There are a lot of reasons I am interested in this question:
1. It’s probably the most complex machine nature has evolved. Yet it runs on the power of a 20watt lightbulb when an equivalent computer would require 24 million watts of power!
2. My dad has dementia. There is a whole lot of research going on into what causes this and what we might be able to do to prevent or even help with it in the future. Too late for him but hopefully in time for my children.
3. We are fast developing various forms of Artificial Intelligence and understanding the way our brains work will form the basis for some of the modelling of how “computer brains” may work.
This WaitButWhy post by TimUrban I am linking to is a monster: it’s very long and addresses several big topics. But as usual for Tim it sets things out in a sensible understandable way. It’s overall focus is on what Elon Musk’s Neuralink enterprise is hoping to achieve with Brain/Machine interfaces. But different components of the piece are in themselves so interesting that I feel like I should really just share pieces of it, each of which can pretty much be read as stand alone treatise.
So the first bit I am going to recommend is actually the second and third part of this treatise, which is the piece on how our brain works.

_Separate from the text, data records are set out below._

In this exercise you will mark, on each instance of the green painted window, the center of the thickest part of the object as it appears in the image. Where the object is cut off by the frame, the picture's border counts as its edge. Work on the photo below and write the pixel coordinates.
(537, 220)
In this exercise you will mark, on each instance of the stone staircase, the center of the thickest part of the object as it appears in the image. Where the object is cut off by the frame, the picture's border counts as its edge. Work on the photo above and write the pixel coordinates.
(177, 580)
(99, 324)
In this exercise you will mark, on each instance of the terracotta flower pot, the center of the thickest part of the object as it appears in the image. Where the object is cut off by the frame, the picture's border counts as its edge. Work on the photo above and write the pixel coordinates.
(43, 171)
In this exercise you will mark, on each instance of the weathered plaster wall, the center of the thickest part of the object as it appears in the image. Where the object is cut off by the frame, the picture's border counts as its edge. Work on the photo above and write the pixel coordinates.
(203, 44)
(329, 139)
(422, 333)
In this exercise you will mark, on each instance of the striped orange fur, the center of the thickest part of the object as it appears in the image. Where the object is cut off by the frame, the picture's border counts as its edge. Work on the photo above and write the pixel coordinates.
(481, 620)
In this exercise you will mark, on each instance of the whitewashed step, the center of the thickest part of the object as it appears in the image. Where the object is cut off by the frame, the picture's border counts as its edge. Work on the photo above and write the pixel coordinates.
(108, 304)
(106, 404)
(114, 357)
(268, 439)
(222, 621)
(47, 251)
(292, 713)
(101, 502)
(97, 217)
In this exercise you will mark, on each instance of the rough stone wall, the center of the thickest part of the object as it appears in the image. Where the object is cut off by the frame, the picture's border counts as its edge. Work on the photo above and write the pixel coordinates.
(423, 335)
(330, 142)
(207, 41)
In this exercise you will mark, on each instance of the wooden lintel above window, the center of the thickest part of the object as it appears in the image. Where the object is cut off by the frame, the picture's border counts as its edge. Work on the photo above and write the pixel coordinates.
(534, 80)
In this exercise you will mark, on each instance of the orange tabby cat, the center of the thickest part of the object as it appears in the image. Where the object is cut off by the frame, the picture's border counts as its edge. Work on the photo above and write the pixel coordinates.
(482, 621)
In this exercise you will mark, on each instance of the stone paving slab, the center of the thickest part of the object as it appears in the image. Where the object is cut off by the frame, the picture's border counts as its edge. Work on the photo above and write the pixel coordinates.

Tim manages to pull together and summarise in quite a simple way, our current understanding of the brain, and I found it quite fascinating.
Here is the link Part 2: The Brain. Read part 2 and also part 3 which starts to talk about the challenges of creating Brain, Machine interfaces.

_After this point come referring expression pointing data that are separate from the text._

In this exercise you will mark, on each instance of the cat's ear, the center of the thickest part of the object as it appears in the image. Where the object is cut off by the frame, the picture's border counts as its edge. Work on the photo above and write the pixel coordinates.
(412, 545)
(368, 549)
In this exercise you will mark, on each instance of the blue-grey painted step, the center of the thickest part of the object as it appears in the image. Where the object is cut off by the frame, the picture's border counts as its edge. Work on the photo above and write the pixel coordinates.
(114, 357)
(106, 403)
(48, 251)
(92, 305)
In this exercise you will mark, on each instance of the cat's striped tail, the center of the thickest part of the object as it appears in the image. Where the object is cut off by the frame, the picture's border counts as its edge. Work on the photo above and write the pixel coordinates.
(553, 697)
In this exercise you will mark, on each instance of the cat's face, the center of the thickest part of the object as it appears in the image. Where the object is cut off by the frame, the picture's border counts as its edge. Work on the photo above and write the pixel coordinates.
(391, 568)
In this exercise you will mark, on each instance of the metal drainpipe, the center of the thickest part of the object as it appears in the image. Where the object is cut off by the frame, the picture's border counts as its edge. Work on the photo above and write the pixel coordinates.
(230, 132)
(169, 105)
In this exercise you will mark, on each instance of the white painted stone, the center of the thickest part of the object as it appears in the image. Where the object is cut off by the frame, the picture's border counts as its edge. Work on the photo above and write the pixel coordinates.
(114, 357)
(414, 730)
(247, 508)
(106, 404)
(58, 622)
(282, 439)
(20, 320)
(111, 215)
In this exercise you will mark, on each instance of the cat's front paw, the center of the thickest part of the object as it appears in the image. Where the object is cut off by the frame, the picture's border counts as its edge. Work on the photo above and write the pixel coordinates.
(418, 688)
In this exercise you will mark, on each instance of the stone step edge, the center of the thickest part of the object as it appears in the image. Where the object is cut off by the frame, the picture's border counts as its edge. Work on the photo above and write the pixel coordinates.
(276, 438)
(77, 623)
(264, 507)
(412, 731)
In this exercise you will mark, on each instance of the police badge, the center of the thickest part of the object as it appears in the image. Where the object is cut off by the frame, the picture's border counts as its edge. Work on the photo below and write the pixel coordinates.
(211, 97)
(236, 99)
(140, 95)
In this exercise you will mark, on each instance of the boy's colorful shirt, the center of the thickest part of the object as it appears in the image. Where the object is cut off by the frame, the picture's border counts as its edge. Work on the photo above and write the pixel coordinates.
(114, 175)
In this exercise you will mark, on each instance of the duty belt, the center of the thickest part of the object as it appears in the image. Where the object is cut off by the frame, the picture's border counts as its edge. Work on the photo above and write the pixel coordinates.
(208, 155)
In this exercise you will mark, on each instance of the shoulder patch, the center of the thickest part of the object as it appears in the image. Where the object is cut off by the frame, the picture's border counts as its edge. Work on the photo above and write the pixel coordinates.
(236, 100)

Some of the fascinating pieces that amazed me:
The three main components of the brain: reptilian (the part that keeps our bodies functioning, eg. Hearts and lungs pumping), the limbic system (the Paleo-mamillian system), our primitive survival system of instincts where we get our emotions along with a whole lot of other functionality and some memory functions, and the neo-mamillian outer cortex where we do all of our rational thought, processing and emotional control functions. Things like Daniel Kannehman’s Thinking Fast, Thinking Slow is all about the interaction between these second and third parts of the brain.
The structure and nature of neurons, the basic building blocks of our brains and how they connect and trigger each other is also explained. Did you know that they basically function a lot like a binary computer either sending a signal or not sending a signal? Their activation functions and connections are non linear but their firing is either on or off. I expected something much more analogue!

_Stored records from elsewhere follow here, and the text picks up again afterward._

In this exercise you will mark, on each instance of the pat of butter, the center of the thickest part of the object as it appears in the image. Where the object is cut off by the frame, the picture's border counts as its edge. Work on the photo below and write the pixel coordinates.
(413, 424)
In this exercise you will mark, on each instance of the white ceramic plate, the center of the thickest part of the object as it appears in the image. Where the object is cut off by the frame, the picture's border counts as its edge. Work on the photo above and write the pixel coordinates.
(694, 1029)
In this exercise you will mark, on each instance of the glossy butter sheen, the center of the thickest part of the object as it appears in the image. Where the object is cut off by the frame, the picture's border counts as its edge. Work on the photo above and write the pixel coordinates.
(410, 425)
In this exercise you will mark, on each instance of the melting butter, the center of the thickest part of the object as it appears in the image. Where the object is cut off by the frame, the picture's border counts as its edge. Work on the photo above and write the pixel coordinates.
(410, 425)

There are around 100 billion neurons in our brains. (Around about the same number of stars as there are in our galaxy to an order of magnitude – a number that always blows my mind. Think about that for a moment vs the 7bn people we have on earth. And that’s just our galaxy, one of an estimated 100 billion galaxies in the universe. Anyway back to earth and your brain…) Your thinking cortex is about 15 to 20% of that total number of neurons and is present only in the outer two milimeters of your brain! (The bulk of the brain below that is taken up with the connections between the axon of each neuron and the others). Each neuron can have synaptic connections (connections that can carry its signal) to between 1000 and 10,000 other neurons! And it’s the restructuring of these connections that gives us our ability to learn. Now that makes a seriously complex machine! Tim does a wonderful illustration scaling up the brain to the size of a few city blocks to try to describe its complexity in a way we can comprehend.